Palmer blasts Chester over proposed sprint prize money as appalling
Palmer called Chester’s proposed sprint purse levels “disgraceful” and “appalling”, warning the five-furlong bonus will not do enough to protect field size before Glorious Goodwood.

Hugo Palmer has blasted Chester Racecourse’s proposed sprint prize money as “disgraceful” and “appalling”, saying the figures are too modest to keep five-furlong races competitive when summer alternatives such as Glorious Goodwood are looming. The dispute now cuts straight to the track’s on-course product: whether Chester’s sprint fields will hold up, whether betting depth will suffer, and whether trainers will send runners elsewhere for better value.
Palmer’s criticism lands awkwardly because Chester has been advertising record money. The racecourse said its 2024 prize fund would reach £3.275 million across 15 racedays, a 17% rise on 2023, with more than £1.3 million available across the Boodles May Festival from Wednesday, May 8 to Friday, May 10. Even so, the new draw-related bonus planned for five-furlong sprints has been seen as an attempt to deal with the track’s longstanding bias concerns rather than a major purse upgrade.

That matters at Chester more than at many other British venues. The Roodee’s tight, left-handed layout has long produced perceived draw bias, especially in short races, and the Chester Cup itself dates back to 1824. Palmer’s point is that minor incentive payments will not fully offset the tactical problems or persuade stronger sprint yards to keep turning up when deeper summer options are available.
The trainer is not speaking from the outside. He trains from Michael Owen’s Manor House Stables and has already won the Chester Cup with Zoffee, while his yard has also had notable recent success at the track. That gives his complaint extra weight in a city where Chester racing is still one of the most familiar fixed points on the flat calendar.

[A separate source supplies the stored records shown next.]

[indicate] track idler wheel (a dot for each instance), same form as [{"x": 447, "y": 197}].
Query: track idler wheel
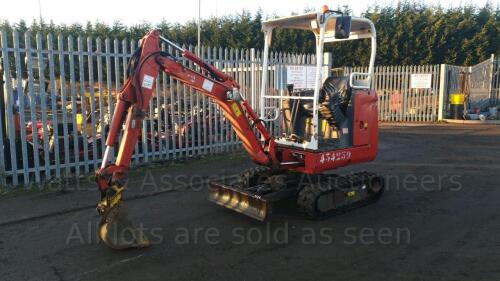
[{"x": 116, "y": 230}]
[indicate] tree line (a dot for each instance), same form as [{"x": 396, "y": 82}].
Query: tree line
[{"x": 410, "y": 33}]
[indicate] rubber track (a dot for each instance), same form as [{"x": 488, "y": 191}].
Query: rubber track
[{"x": 310, "y": 194}]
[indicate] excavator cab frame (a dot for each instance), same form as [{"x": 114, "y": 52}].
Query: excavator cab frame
[{"x": 328, "y": 27}]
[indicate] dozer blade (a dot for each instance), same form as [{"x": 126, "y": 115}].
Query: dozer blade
[
  {"x": 118, "y": 232},
  {"x": 239, "y": 200}
]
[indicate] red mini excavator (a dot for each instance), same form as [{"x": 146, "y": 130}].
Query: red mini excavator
[{"x": 325, "y": 122}]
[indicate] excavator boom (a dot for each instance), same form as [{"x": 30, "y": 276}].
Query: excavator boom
[{"x": 133, "y": 102}]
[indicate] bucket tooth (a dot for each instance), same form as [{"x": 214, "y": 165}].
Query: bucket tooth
[{"x": 239, "y": 201}]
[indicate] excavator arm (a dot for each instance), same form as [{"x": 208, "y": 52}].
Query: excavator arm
[{"x": 133, "y": 101}]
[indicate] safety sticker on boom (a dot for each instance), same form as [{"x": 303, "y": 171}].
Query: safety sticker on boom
[
  {"x": 208, "y": 85},
  {"x": 148, "y": 81}
]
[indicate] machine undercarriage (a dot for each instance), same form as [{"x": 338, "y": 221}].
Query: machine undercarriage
[{"x": 318, "y": 196}]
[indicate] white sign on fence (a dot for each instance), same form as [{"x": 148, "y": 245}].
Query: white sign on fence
[
  {"x": 301, "y": 76},
  {"x": 421, "y": 81}
]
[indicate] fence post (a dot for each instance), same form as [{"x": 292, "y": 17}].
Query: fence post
[
  {"x": 442, "y": 89},
  {"x": 490, "y": 87},
  {"x": 252, "y": 78}
]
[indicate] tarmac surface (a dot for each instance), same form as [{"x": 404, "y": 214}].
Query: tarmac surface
[{"x": 438, "y": 220}]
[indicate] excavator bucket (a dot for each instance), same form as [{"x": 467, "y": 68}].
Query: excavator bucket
[
  {"x": 239, "y": 200},
  {"x": 118, "y": 232}
]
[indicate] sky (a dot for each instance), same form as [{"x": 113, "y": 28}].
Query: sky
[{"x": 137, "y": 11}]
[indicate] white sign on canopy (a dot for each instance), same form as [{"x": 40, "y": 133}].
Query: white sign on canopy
[{"x": 301, "y": 76}]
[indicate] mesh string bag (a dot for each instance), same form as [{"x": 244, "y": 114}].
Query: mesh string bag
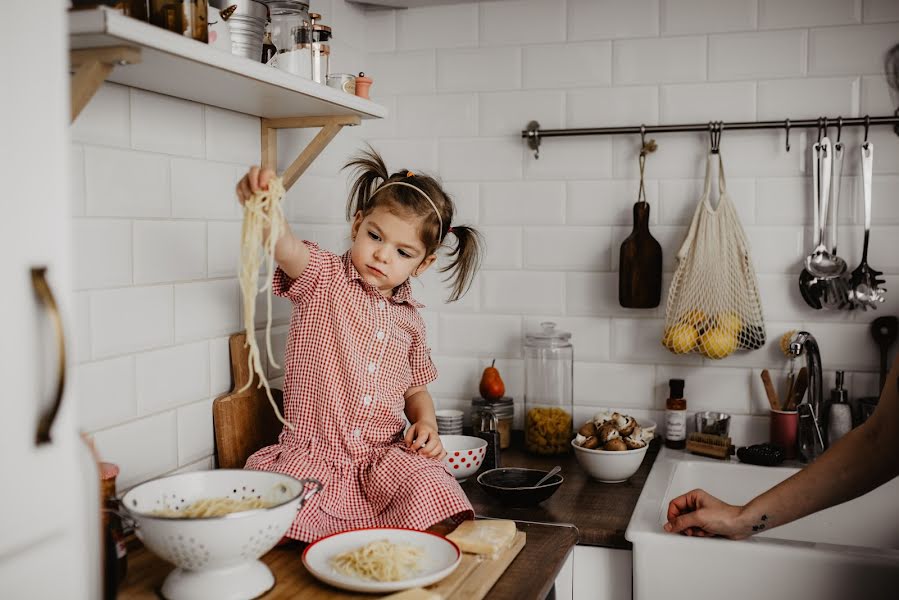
[{"x": 713, "y": 304}]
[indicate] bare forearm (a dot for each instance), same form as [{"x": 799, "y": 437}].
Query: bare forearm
[
  {"x": 291, "y": 253},
  {"x": 420, "y": 408},
  {"x": 867, "y": 457},
  {"x": 839, "y": 475}
]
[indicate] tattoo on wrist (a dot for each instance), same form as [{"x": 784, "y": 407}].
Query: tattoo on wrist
[{"x": 761, "y": 524}]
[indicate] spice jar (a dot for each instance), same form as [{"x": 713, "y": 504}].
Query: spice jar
[
  {"x": 549, "y": 396},
  {"x": 504, "y": 411},
  {"x": 115, "y": 553},
  {"x": 676, "y": 416}
]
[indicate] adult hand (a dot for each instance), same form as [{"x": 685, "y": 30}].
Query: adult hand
[
  {"x": 423, "y": 439},
  {"x": 698, "y": 513},
  {"x": 255, "y": 180}
]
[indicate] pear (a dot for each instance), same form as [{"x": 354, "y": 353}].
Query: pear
[{"x": 492, "y": 387}]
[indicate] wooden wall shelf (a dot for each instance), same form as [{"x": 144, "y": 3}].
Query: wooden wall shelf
[{"x": 104, "y": 44}]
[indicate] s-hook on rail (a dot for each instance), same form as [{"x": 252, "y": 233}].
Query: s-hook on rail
[{"x": 533, "y": 134}]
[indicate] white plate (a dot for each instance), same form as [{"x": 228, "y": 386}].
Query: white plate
[{"x": 439, "y": 559}]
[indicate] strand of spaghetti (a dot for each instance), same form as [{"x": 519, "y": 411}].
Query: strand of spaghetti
[{"x": 262, "y": 211}]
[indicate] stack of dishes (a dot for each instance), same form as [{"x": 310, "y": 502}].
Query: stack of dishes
[{"x": 449, "y": 421}]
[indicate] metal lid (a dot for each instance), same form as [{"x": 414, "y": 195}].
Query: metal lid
[
  {"x": 504, "y": 407},
  {"x": 245, "y": 8},
  {"x": 108, "y": 471},
  {"x": 548, "y": 335},
  {"x": 298, "y": 5}
]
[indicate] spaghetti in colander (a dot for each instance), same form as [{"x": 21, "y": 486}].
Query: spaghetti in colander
[
  {"x": 211, "y": 507},
  {"x": 380, "y": 561}
]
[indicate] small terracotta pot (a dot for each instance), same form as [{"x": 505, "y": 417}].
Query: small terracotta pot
[{"x": 784, "y": 427}]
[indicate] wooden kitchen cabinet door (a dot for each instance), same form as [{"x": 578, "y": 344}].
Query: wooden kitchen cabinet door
[{"x": 49, "y": 519}]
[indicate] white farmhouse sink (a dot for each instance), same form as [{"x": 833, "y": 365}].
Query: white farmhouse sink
[{"x": 848, "y": 551}]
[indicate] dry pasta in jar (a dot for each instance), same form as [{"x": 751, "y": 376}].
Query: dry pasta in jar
[{"x": 547, "y": 430}]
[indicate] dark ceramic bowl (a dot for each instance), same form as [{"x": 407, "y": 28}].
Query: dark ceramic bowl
[{"x": 516, "y": 487}]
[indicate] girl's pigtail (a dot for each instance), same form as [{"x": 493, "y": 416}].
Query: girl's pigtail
[
  {"x": 367, "y": 167},
  {"x": 465, "y": 260}
]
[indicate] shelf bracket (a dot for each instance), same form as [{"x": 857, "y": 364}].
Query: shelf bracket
[
  {"x": 91, "y": 68},
  {"x": 330, "y": 127}
]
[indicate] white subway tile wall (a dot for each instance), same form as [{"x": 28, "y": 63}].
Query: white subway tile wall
[{"x": 156, "y": 224}]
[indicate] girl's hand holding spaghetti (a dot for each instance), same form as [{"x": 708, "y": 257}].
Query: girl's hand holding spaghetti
[
  {"x": 423, "y": 439},
  {"x": 256, "y": 179}
]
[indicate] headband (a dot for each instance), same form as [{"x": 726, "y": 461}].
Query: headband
[{"x": 420, "y": 191}]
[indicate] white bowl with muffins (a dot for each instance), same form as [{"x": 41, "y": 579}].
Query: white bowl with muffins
[{"x": 611, "y": 446}]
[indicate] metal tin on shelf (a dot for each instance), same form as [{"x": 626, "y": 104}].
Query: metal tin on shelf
[{"x": 343, "y": 81}]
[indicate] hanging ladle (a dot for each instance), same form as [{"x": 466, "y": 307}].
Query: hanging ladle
[
  {"x": 865, "y": 281},
  {"x": 821, "y": 263}
]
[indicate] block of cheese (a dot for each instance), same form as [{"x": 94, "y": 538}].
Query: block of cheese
[
  {"x": 487, "y": 537},
  {"x": 414, "y": 594}
]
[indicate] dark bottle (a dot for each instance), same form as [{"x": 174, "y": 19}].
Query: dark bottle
[
  {"x": 115, "y": 553},
  {"x": 676, "y": 416},
  {"x": 268, "y": 48}
]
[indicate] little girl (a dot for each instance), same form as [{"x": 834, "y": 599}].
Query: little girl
[{"x": 357, "y": 358}]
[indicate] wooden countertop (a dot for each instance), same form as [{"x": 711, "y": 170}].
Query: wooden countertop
[
  {"x": 529, "y": 577},
  {"x": 600, "y": 511}
]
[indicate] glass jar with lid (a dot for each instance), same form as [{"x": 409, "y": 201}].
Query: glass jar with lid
[
  {"x": 504, "y": 412},
  {"x": 287, "y": 16},
  {"x": 549, "y": 390}
]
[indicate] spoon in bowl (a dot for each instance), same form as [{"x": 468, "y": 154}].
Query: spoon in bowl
[{"x": 552, "y": 472}]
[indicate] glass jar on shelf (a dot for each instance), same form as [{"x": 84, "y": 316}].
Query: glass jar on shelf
[
  {"x": 186, "y": 17},
  {"x": 286, "y": 16},
  {"x": 321, "y": 50},
  {"x": 549, "y": 391}
]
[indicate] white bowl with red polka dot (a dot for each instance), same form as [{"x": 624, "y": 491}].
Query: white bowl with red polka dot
[{"x": 464, "y": 454}]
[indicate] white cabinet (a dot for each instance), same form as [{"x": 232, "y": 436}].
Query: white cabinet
[
  {"x": 49, "y": 510},
  {"x": 600, "y": 574}
]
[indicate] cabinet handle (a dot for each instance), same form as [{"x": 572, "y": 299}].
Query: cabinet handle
[{"x": 39, "y": 282}]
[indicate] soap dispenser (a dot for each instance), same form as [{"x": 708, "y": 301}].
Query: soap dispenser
[{"x": 839, "y": 420}]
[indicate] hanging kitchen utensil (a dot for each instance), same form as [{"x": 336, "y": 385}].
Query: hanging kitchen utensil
[
  {"x": 811, "y": 288},
  {"x": 713, "y": 304},
  {"x": 640, "y": 259},
  {"x": 865, "y": 282},
  {"x": 836, "y": 289},
  {"x": 821, "y": 263},
  {"x": 884, "y": 330}
]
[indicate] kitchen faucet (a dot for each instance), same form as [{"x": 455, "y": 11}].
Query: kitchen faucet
[{"x": 811, "y": 438}]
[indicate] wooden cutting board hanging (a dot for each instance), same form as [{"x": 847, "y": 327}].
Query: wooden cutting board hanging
[
  {"x": 243, "y": 421},
  {"x": 640, "y": 264}
]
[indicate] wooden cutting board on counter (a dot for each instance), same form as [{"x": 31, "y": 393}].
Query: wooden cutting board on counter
[
  {"x": 243, "y": 421},
  {"x": 471, "y": 580}
]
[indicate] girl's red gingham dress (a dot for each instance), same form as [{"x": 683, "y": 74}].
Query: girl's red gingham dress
[{"x": 351, "y": 355}]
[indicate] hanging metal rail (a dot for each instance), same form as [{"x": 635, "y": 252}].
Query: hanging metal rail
[{"x": 533, "y": 134}]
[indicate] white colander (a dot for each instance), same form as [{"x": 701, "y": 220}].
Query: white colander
[{"x": 217, "y": 557}]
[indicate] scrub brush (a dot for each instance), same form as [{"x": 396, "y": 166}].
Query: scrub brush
[
  {"x": 708, "y": 444},
  {"x": 785, "y": 342}
]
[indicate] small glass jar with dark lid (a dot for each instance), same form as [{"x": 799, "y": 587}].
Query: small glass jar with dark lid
[{"x": 504, "y": 411}]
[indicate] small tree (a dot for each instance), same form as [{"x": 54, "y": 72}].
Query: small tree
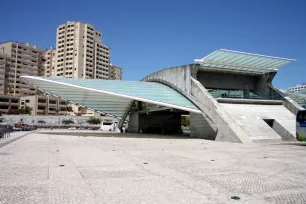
[
  {"x": 13, "y": 111},
  {"x": 69, "y": 109},
  {"x": 67, "y": 122},
  {"x": 94, "y": 121},
  {"x": 41, "y": 122}
]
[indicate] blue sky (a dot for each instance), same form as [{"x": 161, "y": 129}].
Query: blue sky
[{"x": 146, "y": 36}]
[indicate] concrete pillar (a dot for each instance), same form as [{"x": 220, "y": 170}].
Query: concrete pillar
[
  {"x": 201, "y": 127},
  {"x": 134, "y": 123}
]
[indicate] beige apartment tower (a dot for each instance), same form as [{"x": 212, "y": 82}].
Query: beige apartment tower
[
  {"x": 80, "y": 52},
  {"x": 115, "y": 72},
  {"x": 47, "y": 63},
  {"x": 17, "y": 59}
]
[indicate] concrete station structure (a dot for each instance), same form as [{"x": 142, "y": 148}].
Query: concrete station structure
[{"x": 229, "y": 96}]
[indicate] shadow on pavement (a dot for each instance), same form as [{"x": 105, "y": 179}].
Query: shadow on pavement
[{"x": 119, "y": 135}]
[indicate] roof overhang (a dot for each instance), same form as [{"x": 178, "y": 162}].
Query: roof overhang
[
  {"x": 111, "y": 97},
  {"x": 228, "y": 60}
]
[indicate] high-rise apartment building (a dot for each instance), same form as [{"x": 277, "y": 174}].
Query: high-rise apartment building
[
  {"x": 18, "y": 59},
  {"x": 80, "y": 52},
  {"x": 47, "y": 63},
  {"x": 115, "y": 72},
  {"x": 298, "y": 88}
]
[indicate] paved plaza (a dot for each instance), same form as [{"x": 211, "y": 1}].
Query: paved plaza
[{"x": 48, "y": 168}]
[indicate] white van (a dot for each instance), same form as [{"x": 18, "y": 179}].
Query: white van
[{"x": 110, "y": 126}]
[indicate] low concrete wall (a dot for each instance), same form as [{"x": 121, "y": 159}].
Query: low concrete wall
[
  {"x": 251, "y": 118},
  {"x": 50, "y": 120},
  {"x": 290, "y": 104}
]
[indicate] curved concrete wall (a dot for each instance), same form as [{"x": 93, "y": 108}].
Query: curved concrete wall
[
  {"x": 180, "y": 78},
  {"x": 218, "y": 120}
]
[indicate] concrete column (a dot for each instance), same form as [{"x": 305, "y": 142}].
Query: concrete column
[
  {"x": 201, "y": 127},
  {"x": 134, "y": 123}
]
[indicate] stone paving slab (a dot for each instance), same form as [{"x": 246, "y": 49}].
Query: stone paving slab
[{"x": 60, "y": 169}]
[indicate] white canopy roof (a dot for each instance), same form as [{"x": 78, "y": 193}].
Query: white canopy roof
[{"x": 241, "y": 61}]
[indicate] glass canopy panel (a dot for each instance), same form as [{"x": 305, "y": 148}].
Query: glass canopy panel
[
  {"x": 111, "y": 97},
  {"x": 241, "y": 61}
]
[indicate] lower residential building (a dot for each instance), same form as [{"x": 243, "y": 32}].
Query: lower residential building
[
  {"x": 8, "y": 103},
  {"x": 45, "y": 105}
]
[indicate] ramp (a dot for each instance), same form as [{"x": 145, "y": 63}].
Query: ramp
[{"x": 263, "y": 123}]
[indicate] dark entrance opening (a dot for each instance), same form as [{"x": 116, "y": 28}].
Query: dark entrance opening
[{"x": 270, "y": 122}]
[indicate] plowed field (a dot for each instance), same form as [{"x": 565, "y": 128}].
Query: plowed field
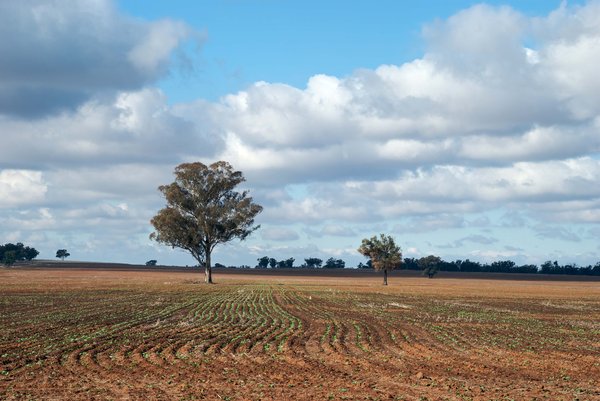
[{"x": 101, "y": 334}]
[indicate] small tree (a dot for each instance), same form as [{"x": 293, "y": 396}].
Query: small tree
[
  {"x": 383, "y": 252},
  {"x": 430, "y": 265},
  {"x": 9, "y": 258},
  {"x": 313, "y": 263},
  {"x": 263, "y": 262},
  {"x": 21, "y": 252},
  {"x": 62, "y": 254},
  {"x": 203, "y": 210}
]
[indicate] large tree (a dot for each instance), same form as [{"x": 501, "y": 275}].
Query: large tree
[
  {"x": 383, "y": 252},
  {"x": 62, "y": 254},
  {"x": 204, "y": 210}
]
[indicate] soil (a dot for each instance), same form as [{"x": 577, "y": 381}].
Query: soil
[{"x": 118, "y": 332}]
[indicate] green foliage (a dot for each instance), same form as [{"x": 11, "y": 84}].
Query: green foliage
[
  {"x": 286, "y": 263},
  {"x": 263, "y": 262},
  {"x": 204, "y": 210},
  {"x": 430, "y": 265},
  {"x": 12, "y": 253},
  {"x": 383, "y": 252},
  {"x": 313, "y": 262},
  {"x": 9, "y": 258},
  {"x": 333, "y": 263},
  {"x": 62, "y": 254}
]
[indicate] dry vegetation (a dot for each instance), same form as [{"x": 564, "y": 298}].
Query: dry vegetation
[{"x": 101, "y": 334}]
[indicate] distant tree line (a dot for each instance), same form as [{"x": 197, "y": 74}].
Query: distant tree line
[
  {"x": 309, "y": 263},
  {"x": 431, "y": 265},
  {"x": 12, "y": 253},
  {"x": 503, "y": 266}
]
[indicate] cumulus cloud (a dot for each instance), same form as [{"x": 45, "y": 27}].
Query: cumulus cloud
[
  {"x": 279, "y": 234},
  {"x": 62, "y": 53},
  {"x": 495, "y": 126},
  {"x": 21, "y": 187}
]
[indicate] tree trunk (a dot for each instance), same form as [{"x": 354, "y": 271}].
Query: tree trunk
[{"x": 207, "y": 269}]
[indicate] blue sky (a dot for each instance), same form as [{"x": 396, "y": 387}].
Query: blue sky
[
  {"x": 463, "y": 129},
  {"x": 290, "y": 41}
]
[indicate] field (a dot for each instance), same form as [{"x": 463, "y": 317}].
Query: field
[{"x": 111, "y": 334}]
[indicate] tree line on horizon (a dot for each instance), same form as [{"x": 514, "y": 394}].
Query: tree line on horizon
[
  {"x": 431, "y": 264},
  {"x": 203, "y": 210}
]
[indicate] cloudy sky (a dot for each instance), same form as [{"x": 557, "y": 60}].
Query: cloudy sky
[{"x": 463, "y": 129}]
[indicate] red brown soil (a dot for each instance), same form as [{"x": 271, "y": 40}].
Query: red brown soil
[{"x": 137, "y": 334}]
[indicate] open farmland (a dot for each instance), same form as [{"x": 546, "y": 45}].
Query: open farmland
[{"x": 108, "y": 334}]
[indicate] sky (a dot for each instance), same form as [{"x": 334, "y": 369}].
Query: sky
[{"x": 465, "y": 130}]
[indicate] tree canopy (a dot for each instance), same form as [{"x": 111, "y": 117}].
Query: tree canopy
[
  {"x": 11, "y": 253},
  {"x": 383, "y": 252},
  {"x": 62, "y": 254},
  {"x": 204, "y": 210}
]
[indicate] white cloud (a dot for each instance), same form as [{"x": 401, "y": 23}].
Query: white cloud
[
  {"x": 499, "y": 116},
  {"x": 63, "y": 53},
  {"x": 278, "y": 234},
  {"x": 21, "y": 187}
]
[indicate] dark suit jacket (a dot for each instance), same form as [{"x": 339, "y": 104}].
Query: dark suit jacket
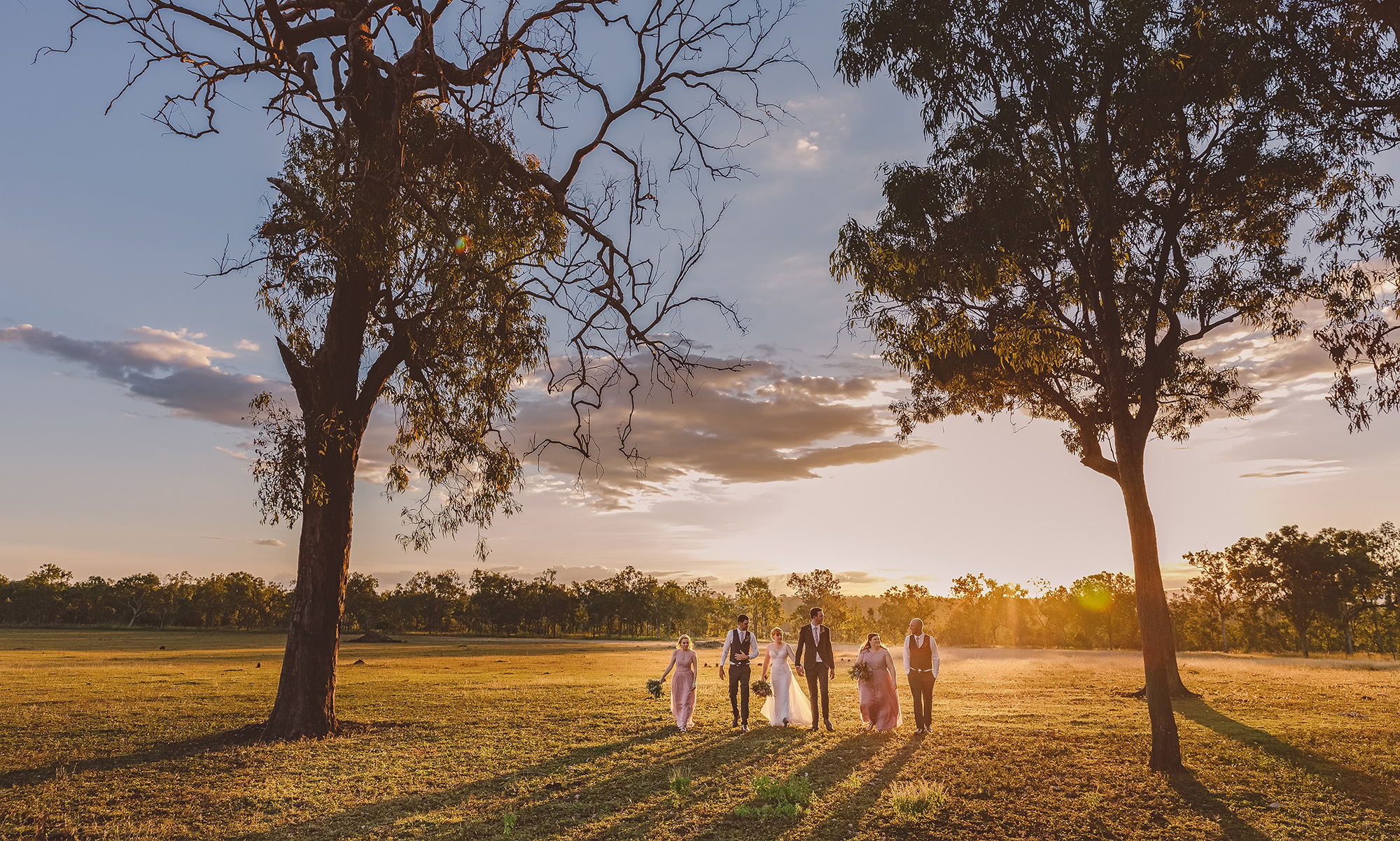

The broader issue is now familiar across smaller and mid-tier British tracks: prize money is being judged not just on headline totals, but on whether it genuinely improves race quality. Chester’s figures are up sharply, but Palmer’s intervention suggests that, in practice, horsemen are asking a simpler question: will the money attract better fields and better betting races, or will runners drift toward meetings that pay more and ask less of them?